Menikmati Cantiknya Warna-warni Tanah Sumba dalam Museum Tenun Ikat NTT

Pada tahun 1970–1980, tenun ikat Sumba Timur diekspos bahkan dijual secara besar-besaran sehingga tenun ikat ini menduduki pasar dunia dan banyak ditemukan pada museum-museum yang ada di luar negeri.

oleh Ola Keda diperbarui 11 Okt 2019, 04:00 WIB
Diterbitkan 11 Okt 2019, 04:00 WIB
Museum Tenun Ikat di Sumba NTT
Museum Tenun Ikat di Sumba NTT. (Liputan6.com/Ola Keda)

Liputan6.com, Sumba - Kain tenun ikat merupakan kebudayaan material dan wujud dari eksistensi manusia. Modus eksistensi ini terjelma dalam wujud kebudayaan ideal, kebudayaan perilaku, atau aktivitas sosial dan kebudayaan fisik.

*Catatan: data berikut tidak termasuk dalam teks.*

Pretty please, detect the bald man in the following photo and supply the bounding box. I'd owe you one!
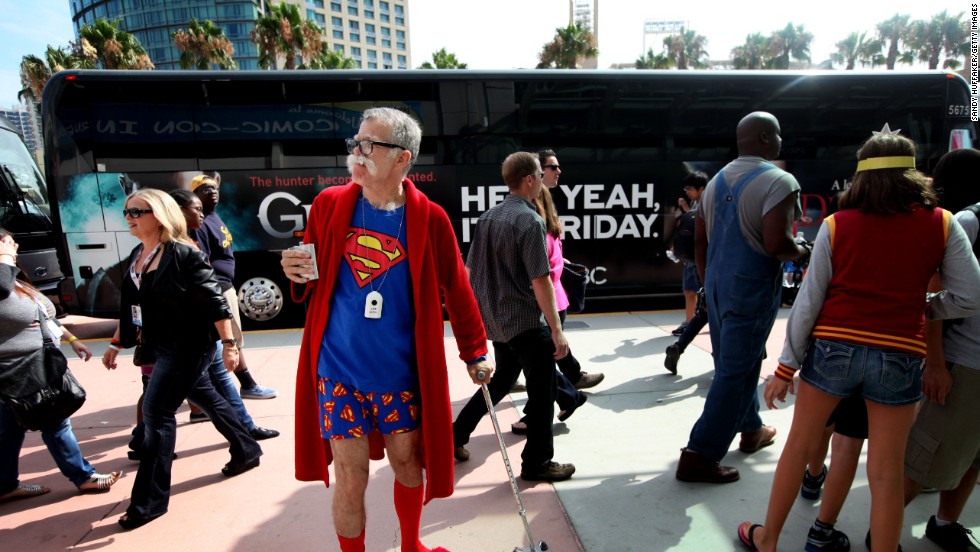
[676,112,811,483]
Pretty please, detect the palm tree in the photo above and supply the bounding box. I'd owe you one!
[907,11,967,69]
[18,44,96,103]
[307,43,356,69]
[418,48,467,69]
[171,19,236,70]
[830,32,867,70]
[730,33,770,69]
[536,22,598,69]
[876,14,911,70]
[767,23,813,69]
[857,38,886,69]
[77,18,154,70]
[251,2,323,69]
[635,48,673,69]
[663,28,709,69]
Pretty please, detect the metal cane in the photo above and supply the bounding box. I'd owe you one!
[477,370,549,552]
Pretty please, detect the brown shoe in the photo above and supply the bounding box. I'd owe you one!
[574,372,605,390]
[520,461,576,482]
[454,446,470,462]
[676,448,740,483]
[739,425,777,453]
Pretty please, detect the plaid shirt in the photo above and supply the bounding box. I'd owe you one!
[466,194,550,342]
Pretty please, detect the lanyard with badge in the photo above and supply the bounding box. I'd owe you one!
[17,280,64,340]
[128,243,161,328]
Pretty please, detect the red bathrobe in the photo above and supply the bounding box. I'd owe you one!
[291,179,488,503]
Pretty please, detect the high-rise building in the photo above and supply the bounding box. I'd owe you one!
[1,105,42,158]
[570,0,597,69]
[299,0,411,69]
[68,0,264,70]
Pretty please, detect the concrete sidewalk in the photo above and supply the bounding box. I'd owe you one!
[0,310,976,551]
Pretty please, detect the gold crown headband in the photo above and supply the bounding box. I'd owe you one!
[855,123,916,173]
[855,156,916,172]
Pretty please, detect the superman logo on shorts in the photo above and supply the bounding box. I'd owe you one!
[316,376,421,439]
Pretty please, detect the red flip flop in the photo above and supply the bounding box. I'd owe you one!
[738,521,762,550]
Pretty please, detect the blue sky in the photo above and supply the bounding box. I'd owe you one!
[0,0,968,108]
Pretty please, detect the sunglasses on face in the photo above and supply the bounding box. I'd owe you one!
[543,164,560,171]
[123,208,154,218]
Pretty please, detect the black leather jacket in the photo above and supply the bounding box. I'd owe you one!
[118,241,232,356]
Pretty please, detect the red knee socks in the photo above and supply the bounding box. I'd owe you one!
[337,529,365,552]
[393,480,450,552]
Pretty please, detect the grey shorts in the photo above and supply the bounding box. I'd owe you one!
[904,363,980,489]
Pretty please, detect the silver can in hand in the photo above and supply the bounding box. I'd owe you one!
[290,243,319,281]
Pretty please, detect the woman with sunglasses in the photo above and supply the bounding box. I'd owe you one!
[102,189,261,529]
[0,227,122,502]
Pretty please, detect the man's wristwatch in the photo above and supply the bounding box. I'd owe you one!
[220,338,238,348]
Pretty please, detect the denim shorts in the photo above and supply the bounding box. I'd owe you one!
[800,339,923,406]
[682,262,701,292]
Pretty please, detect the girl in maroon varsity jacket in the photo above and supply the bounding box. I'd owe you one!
[738,130,980,552]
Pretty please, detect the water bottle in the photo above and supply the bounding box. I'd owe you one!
[666,249,680,263]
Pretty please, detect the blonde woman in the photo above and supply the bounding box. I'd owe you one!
[102,189,261,529]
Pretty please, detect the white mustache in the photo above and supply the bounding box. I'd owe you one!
[346,154,377,176]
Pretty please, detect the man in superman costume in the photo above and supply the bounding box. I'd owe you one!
[281,107,491,552]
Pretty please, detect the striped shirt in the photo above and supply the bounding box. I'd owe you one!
[466,194,550,342]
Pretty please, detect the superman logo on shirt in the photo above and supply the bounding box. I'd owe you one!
[344,228,407,287]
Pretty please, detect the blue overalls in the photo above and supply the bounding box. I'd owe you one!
[687,162,783,462]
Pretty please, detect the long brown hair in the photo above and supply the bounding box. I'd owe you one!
[838,133,936,214]
[535,187,562,238]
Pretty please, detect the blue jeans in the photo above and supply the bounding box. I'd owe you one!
[0,402,95,493]
[524,311,582,416]
[129,344,261,518]
[130,344,257,452]
[454,326,557,473]
[192,342,255,430]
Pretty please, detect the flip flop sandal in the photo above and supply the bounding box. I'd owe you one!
[738,521,762,551]
[0,483,50,502]
[79,471,122,493]
[558,393,588,422]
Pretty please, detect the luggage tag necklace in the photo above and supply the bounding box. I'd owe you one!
[361,196,405,319]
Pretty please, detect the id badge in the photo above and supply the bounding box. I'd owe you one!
[46,319,65,341]
[131,305,143,327]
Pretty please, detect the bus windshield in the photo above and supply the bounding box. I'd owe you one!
[0,127,50,218]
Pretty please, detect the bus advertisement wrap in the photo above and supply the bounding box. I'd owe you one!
[41,70,978,327]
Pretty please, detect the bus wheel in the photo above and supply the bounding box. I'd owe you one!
[238,277,285,323]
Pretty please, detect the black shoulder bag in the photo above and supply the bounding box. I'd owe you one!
[0,306,87,430]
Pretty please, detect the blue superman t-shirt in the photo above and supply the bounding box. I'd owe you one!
[317,195,416,393]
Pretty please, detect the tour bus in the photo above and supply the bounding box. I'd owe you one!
[41,69,975,328]
[0,114,63,300]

Pada era tahun 1940–1950, tenun ikat Kabupaten Sumba Timur, Provinsi Nusa Tenggara Timur dibuat secara besar-besaran oleh masyarakat adat tertentu atas permintaan dari Pemerintahan Hindia Belanda.

Adapun ragam motif atau coraknya khas Sumba Timur misalnya udang, buaya, ayam, kura-kura, dan masih banyak lagi. Masing-masing motif atau corak tersebut memiliki makna filosofi budaya Sumba sejak zaman nenek moyang.

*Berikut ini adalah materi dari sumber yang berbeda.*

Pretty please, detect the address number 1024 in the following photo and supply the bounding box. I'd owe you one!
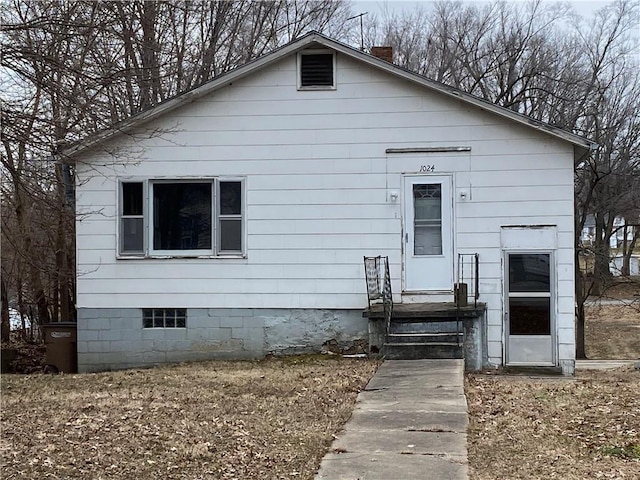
[419,165,435,172]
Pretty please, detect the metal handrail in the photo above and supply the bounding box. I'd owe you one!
[364,256,393,333]
[455,253,479,347]
[456,253,479,308]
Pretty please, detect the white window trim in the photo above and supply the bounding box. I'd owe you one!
[149,179,215,257]
[118,179,148,257]
[216,177,246,257]
[503,249,557,362]
[297,49,336,91]
[117,177,246,259]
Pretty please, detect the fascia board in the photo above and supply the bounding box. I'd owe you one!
[64,31,596,160]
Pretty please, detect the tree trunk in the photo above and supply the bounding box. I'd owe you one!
[621,225,639,276]
[591,213,612,295]
[1,278,10,342]
[574,248,587,359]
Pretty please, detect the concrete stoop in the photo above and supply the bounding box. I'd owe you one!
[383,341,464,360]
[315,359,469,480]
[383,317,464,360]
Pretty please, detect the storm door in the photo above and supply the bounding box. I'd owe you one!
[403,175,453,291]
[505,252,555,365]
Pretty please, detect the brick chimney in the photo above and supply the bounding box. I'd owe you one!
[370,46,393,63]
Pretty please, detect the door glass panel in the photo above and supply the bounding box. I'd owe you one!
[509,297,551,335]
[509,254,550,292]
[413,184,442,255]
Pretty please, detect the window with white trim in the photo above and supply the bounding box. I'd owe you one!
[152,181,213,255]
[298,50,336,89]
[121,182,145,254]
[119,178,244,256]
[143,309,186,328]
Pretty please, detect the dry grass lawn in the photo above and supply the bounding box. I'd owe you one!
[467,367,640,480]
[1,356,378,479]
[595,280,640,301]
[3,281,638,479]
[586,303,640,359]
[468,300,639,479]
[585,279,640,360]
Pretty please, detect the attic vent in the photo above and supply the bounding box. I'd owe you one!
[299,52,335,89]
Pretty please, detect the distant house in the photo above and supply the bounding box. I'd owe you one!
[66,32,594,374]
[581,214,637,249]
[581,214,639,276]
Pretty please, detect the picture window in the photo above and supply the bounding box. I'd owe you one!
[153,182,212,251]
[118,178,244,256]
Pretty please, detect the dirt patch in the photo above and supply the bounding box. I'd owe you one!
[586,304,640,359]
[1,356,378,479]
[466,367,640,479]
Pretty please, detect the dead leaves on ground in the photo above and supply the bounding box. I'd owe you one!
[1,357,378,479]
[466,368,640,480]
[585,304,640,359]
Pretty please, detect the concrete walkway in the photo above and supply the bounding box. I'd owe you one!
[315,359,468,480]
[584,299,638,306]
[576,359,640,370]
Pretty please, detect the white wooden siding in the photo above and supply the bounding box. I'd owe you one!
[75,49,575,344]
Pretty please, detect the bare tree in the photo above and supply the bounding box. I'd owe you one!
[1,0,352,335]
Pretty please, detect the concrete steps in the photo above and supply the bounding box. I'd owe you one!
[383,342,464,359]
[387,332,462,344]
[383,316,464,360]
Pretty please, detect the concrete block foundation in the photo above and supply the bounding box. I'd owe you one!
[77,308,368,372]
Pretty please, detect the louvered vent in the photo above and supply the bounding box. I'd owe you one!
[300,53,334,87]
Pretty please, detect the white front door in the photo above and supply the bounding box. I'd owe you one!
[505,252,555,365]
[403,175,453,291]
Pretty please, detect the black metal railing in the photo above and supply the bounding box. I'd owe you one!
[455,253,479,347]
[364,256,393,333]
[456,253,479,308]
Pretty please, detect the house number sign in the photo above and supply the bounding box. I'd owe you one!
[419,165,435,172]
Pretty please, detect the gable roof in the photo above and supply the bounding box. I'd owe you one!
[64,31,596,159]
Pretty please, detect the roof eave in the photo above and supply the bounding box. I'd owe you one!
[315,34,596,152]
[64,31,596,159]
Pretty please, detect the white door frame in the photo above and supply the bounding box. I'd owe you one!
[402,174,454,292]
[503,249,557,366]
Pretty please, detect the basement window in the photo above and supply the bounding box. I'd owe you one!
[298,51,335,89]
[143,309,186,328]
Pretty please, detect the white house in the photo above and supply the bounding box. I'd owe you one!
[67,32,594,374]
[581,214,637,249]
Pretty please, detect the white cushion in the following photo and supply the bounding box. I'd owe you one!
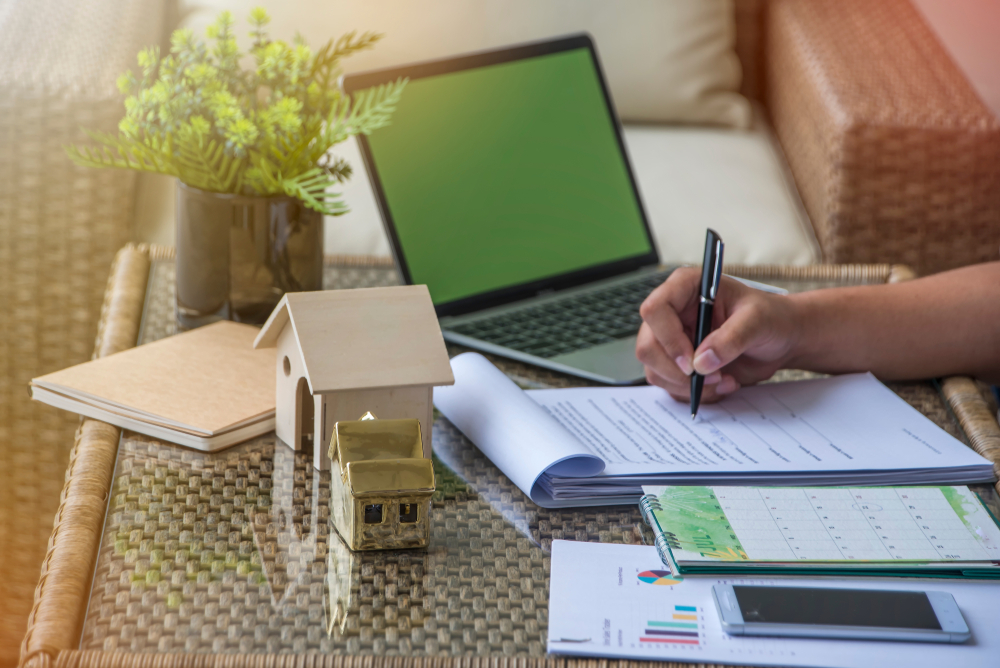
[176,0,750,127]
[623,118,820,267]
[133,112,820,266]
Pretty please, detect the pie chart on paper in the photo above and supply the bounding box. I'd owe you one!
[638,570,682,585]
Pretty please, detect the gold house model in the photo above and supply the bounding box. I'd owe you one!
[253,285,454,471]
[328,412,434,550]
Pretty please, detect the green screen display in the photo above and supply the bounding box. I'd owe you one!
[365,48,653,305]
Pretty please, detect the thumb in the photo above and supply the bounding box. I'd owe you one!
[692,304,765,375]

Kadis Pariwisata dan Kebudayaan NTT, Wayan Darmawan mengatakan, pada tahun 1970–1980, tenun ikat Sumba Timur diekspos bahkan dijual secara besar-besaran sehingga tenun ikat ini menduduki pasar dunia dan banyak ditemukan pada museum-museum yang ada di luar negeri.

Namun, hingga pada tahun 1990-an terpantau produksi tenun ikat mengalami penurunan diakibatkan keterbatasan kapas dan krisis ekonomi yang melanda Indonesia sejak itu.

Meski demikian, memasuki tahun 2000-an, produksi tenun ikat mulai meningkat. Tenunan hasil produksi rumah tangga mengalami pertumbuhan.

Perkembangan Motif Tenun Ikat

Museum Tenun Ikat di Sumba NTT
Museum Tenun Ikat di Sumba NTT. (Liputan6.com/Ola Keda)

Tidak dapat dipungkiri, saat ini muncul tenun ikat yang memiliki motif atau corak yang telah dimodifikasi secara besar-besaran dan hal ini banyak ditemukan pada Tenun Ikat Sumba Timur wilayah Kambera. Contohnya, motif atau corak papanggangu dalam prosesi penguburan jenazah, plai ngandi, prosesi pernikahan, sampai corak kerbau yang ditaruh pada liran tenun ikat.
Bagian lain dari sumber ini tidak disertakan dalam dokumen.